Mi conferencia era en cinco horas, así que decidí vestirme de una vez para estar listo. Saqué el pantalón, me lo probé y no me cabía. Era una talla pequeña, de cuando una vez se me ocurrió hacer una dieta. Menudo problema. Tenía que adelgazar en cinco horas si no quería aparecer en mi conferencia con la parte de abajo del chándal que llevaba puesto. Lo primero que se me ocurrió fue salir a hacer un poco de footing. Después de media hora estaba exhausto. Volví al hotel, me duché y me probé el pantalón. Seguía sin caberme. Decidí tomármelo a la ligera, para ver si así lograba perder unos gramos que permitieran enfundarme el dichoso pantalón. Entró algo mejor pero sin llegar a abrochar. Me asomé por la ventana. Estaba desesperado. Reparé entonces en la iglesia y se me ocurrió una idea.

Fui a ver al cura. Estaba rezando la liturgia de las horas.

– Oiga padre, quería pedirle un favor. ¿Podría confesarme?

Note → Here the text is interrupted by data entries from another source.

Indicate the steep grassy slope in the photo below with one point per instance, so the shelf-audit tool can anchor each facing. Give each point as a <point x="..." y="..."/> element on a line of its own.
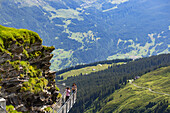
<point x="26" y="81"/>
<point x="95" y="87"/>
<point x="85" y="31"/>
<point x="138" y="99"/>
<point x="87" y="70"/>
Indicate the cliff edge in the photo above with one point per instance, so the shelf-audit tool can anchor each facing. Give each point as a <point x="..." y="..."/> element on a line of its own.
<point x="26" y="81"/>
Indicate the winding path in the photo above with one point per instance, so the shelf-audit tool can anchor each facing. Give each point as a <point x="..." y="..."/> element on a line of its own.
<point x="148" y="89"/>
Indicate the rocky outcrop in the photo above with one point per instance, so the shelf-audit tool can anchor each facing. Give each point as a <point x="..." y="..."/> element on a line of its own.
<point x="26" y="81"/>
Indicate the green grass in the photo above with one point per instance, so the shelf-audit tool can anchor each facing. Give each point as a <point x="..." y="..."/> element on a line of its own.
<point x="87" y="70"/>
<point x="131" y="97"/>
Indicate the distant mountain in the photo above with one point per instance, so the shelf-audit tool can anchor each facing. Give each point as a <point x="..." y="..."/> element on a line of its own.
<point x="96" y="89"/>
<point x="148" y="94"/>
<point x="84" y="31"/>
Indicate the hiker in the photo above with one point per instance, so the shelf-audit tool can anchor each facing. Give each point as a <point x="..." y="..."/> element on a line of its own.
<point x="74" y="88"/>
<point x="67" y="93"/>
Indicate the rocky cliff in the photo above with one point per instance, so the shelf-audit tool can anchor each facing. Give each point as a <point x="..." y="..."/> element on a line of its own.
<point x="26" y="81"/>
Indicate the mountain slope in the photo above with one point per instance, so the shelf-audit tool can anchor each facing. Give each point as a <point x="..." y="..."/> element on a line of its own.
<point x="26" y="81"/>
<point x="84" y="31"/>
<point x="139" y="99"/>
<point x="95" y="87"/>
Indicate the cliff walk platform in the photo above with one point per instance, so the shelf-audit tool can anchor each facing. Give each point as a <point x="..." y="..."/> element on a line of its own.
<point x="63" y="105"/>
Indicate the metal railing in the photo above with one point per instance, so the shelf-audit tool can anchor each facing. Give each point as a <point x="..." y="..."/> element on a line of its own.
<point x="68" y="104"/>
<point x="2" y="105"/>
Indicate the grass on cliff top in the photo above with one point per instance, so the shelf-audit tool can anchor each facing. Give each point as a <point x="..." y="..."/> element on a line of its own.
<point x="131" y="97"/>
<point x="86" y="70"/>
<point x="18" y="36"/>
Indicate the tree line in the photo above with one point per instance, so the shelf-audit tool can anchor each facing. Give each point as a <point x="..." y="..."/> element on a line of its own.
<point x="98" y="85"/>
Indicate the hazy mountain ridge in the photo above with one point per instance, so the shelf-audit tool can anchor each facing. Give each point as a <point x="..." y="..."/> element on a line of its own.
<point x="85" y="31"/>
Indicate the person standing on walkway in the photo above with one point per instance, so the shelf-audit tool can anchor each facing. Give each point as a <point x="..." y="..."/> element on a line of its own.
<point x="74" y="88"/>
<point x="67" y="93"/>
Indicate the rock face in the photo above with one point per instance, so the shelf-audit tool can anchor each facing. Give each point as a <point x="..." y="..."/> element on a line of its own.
<point x="26" y="81"/>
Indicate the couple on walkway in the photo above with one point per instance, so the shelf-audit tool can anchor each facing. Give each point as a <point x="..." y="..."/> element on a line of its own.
<point x="74" y="89"/>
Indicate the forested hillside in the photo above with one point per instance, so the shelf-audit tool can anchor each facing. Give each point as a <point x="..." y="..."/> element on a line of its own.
<point x="149" y="94"/>
<point x="85" y="31"/>
<point x="94" y="87"/>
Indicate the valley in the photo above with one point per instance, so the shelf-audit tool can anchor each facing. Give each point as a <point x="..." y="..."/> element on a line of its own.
<point x="86" y="31"/>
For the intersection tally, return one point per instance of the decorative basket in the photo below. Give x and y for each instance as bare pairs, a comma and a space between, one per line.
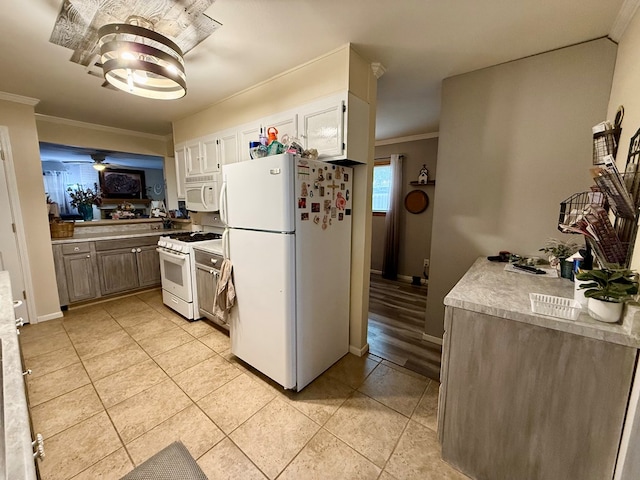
555, 306
60, 229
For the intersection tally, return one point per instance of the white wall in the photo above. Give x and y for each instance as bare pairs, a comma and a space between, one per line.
515, 140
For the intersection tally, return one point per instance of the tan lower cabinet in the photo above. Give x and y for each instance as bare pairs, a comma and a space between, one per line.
88, 270
148, 261
118, 270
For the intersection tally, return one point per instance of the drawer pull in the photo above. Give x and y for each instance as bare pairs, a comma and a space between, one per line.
38, 444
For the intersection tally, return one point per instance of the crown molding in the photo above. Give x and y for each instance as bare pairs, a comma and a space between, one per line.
102, 128
10, 97
410, 138
624, 17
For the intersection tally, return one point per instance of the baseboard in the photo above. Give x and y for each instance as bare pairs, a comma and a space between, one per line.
403, 278
50, 316
359, 351
432, 339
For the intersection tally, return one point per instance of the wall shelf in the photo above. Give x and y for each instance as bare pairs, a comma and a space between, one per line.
417, 184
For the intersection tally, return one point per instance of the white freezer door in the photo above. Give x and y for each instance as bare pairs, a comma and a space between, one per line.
259, 194
262, 323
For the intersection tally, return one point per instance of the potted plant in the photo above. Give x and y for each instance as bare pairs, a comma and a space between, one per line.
558, 252
607, 290
84, 199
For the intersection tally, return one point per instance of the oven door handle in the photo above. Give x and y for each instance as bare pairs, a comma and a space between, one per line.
171, 255
223, 203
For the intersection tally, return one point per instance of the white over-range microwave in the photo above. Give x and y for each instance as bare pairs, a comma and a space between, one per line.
201, 193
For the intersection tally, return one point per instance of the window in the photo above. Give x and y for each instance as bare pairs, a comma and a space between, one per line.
381, 188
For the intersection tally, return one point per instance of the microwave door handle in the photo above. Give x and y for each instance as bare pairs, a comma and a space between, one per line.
223, 203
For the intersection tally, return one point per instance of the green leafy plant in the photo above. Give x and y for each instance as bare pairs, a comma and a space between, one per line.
559, 249
85, 196
609, 284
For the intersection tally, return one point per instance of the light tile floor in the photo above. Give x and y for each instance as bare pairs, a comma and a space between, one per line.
115, 382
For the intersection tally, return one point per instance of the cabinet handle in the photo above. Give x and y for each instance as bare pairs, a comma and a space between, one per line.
38, 444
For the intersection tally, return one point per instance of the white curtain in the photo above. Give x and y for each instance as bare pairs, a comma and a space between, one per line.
55, 184
392, 221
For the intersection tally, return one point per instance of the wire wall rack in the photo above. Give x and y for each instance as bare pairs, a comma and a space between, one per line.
607, 215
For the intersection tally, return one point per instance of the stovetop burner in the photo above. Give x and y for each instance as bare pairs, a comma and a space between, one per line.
195, 236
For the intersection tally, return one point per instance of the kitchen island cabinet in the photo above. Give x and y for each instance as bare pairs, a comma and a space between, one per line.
524, 395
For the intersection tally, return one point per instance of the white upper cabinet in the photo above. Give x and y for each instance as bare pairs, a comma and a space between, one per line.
181, 169
336, 126
202, 156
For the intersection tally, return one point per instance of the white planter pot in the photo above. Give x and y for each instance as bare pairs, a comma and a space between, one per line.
609, 312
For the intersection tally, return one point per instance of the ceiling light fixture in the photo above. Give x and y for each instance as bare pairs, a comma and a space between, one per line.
137, 60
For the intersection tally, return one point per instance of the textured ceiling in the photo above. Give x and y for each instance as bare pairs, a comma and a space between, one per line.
420, 42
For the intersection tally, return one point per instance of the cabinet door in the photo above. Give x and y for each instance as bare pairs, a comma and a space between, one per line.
228, 145
118, 270
321, 126
80, 281
210, 155
148, 266
181, 170
193, 158
206, 284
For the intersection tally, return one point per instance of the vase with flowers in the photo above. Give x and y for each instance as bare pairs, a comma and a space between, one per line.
84, 199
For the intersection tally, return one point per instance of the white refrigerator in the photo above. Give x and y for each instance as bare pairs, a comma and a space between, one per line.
289, 238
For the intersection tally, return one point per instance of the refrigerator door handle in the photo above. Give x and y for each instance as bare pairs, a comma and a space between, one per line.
223, 203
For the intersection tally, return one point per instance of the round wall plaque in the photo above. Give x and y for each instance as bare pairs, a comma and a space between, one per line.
416, 201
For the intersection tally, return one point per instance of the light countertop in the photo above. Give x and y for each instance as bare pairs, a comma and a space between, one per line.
487, 288
17, 434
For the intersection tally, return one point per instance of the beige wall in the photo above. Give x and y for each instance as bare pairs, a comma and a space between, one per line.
23, 137
340, 70
415, 229
515, 140
624, 91
322, 76
77, 134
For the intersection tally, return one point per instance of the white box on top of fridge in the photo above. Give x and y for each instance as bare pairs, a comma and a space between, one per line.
289, 239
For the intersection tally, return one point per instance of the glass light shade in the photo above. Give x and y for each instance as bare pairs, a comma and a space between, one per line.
142, 62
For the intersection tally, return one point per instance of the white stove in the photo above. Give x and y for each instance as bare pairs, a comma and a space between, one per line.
177, 266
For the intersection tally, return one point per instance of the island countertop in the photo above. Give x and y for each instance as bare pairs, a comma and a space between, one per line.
18, 453
488, 288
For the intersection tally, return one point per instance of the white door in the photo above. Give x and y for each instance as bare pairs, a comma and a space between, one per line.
10, 258
259, 194
262, 325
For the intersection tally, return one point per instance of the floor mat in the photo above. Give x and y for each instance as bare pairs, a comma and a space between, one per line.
170, 463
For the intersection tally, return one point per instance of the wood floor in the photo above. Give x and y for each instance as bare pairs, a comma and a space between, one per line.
396, 324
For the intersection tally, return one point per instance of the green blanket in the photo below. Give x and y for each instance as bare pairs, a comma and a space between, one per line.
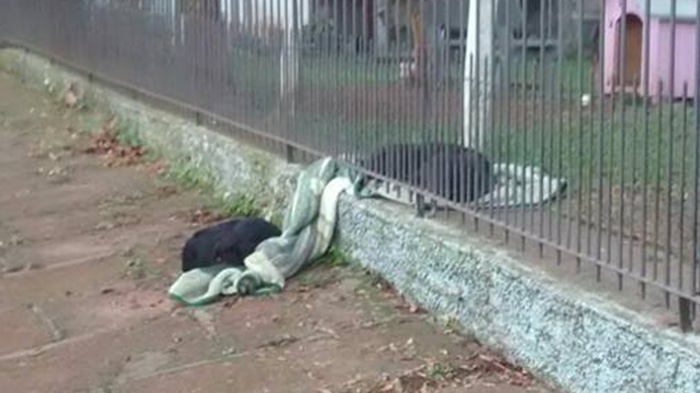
307, 233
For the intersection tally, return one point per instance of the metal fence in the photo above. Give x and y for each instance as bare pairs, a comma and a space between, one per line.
567, 124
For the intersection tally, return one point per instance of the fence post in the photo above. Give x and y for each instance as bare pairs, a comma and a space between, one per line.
289, 57
476, 90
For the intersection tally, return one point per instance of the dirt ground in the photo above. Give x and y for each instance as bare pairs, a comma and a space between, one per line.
89, 245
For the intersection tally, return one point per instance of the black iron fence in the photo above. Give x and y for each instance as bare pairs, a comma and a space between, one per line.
568, 124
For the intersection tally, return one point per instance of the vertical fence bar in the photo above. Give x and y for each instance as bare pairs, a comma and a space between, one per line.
645, 126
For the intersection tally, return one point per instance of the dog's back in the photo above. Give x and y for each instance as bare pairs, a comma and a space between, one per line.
458, 174
229, 242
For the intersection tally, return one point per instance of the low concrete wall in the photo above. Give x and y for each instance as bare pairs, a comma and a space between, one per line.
576, 340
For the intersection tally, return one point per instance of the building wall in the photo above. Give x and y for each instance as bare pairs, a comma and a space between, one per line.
659, 52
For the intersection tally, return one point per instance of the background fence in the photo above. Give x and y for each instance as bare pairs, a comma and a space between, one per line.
598, 95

– Claro que sí, encantado. Vamos al confesionario.

Después de media hora, salí renovado, ligero… ligero… Me había quitado un peso de la conciencia. ¿Sería suficiente para ponerme el pantalón? Salí corriendo, crucé la plaza y subí a trompicones las escaleras del motelucho. Me probé el pantalón. Entró perfectamente. A medida. Me miré en el espejo, sonreí y me fui a dar mi conferencia.